Darknet: can you please tell me the usage of function "tracking"?

Created on 21 May 2017 · 10Comments · Source: AlexeyAB/darknet

Hi, can you please tell me the usage of function "tracking" in yolo_v2_class.cpp?
Thank you very much.

question

Source

RoseOnCollar

All 10 comments

Hi, just look at this loop: https://github.com/AlexeyAB/darknet/blob/d793fc2685a746b53e27c19bc1b12382104b3567/src/yolo_console_dll.cpp#L72

detector.nms = 0.02;    // comment it - if track_id is not required
for(cv::VideoCapture cap(filename); cap >> frame, cap.isOpened();) {
    std::vector<bbox_t> result_vec = detector.detect(frame, 0.2);
    result_vec = detector.tracking(result_vec);  // comment it - if track_id is not required

    draw_boxes(frame, result_vec, obj_names, 3);
    show_result(result_vec, obj_names);
}

I.e. just do result_vec = detector.tracking(result_vec); after std::vector<bbox_t> result_vec = detector.detect(frame, 0.2);

After this you can get track_id for each detected object, for example, result_vec[i].track_id.

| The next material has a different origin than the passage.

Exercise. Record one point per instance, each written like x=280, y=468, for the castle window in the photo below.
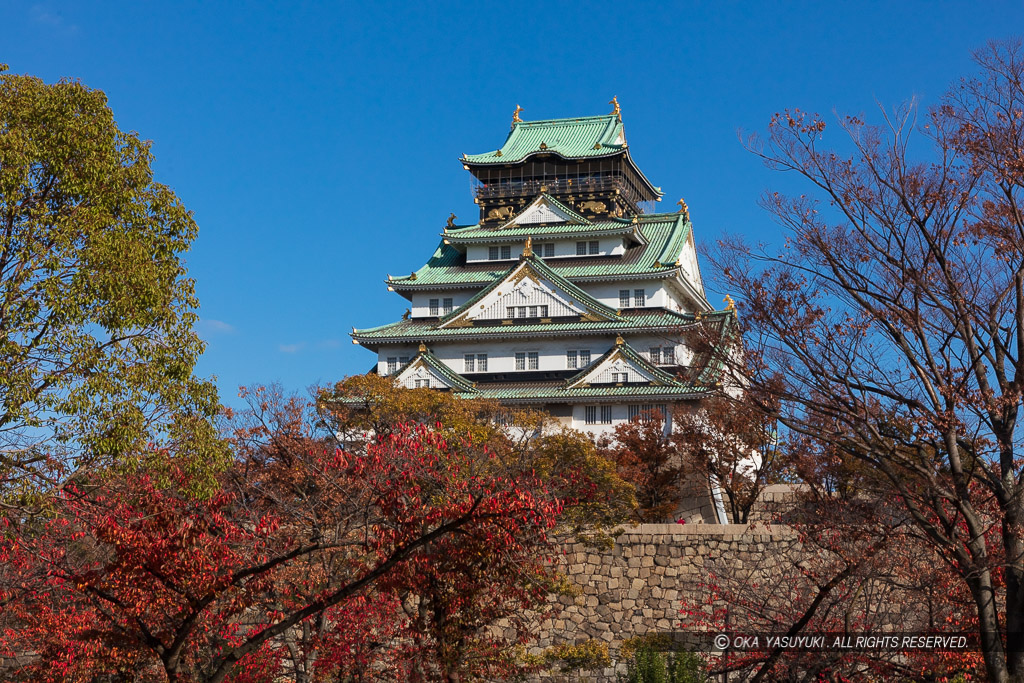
x=577, y=358
x=663, y=355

This value will be the same for each detected object on each frame of video, If the video and objects are moving smoothly. https://github.com/AlexeyAB/darknet/issues/49#issuecomment-290813368

Now, I didn't yet implement tracking that based on optical flow. May be I'll do this later, to track objects with speed ~300-500 fps, between more rarely detections by Yolo.

AlexeyAB on 21 May 2017

Sorry I'm late. Thank you for answering my question and look forward to your more better works.( ^_^ )

RoseOnCollar on 10 Jun 2017

@AlexeyAB Hi, I am sorry to trouble you, and i have two questions.

I think that "absolute coordinates of centers of objects by using Yolo #9 " may not be good features to track while using optical flow, such as a person object. The centers of objects may be points of the cloth.
If two walking person objects occurred occlusion, the occluded person will be labeled in a new number. How to solve this problem?
Looking forward to your reply. Thanks.

RoseOnCollar on 11 Jun 2017

@RoseOnCollar Hi, strictly speaking, occlusion can not be solved 100%, never and in no way. It's like in illusionist tricks - there is not enough information to say what happens to objects while we do not see them.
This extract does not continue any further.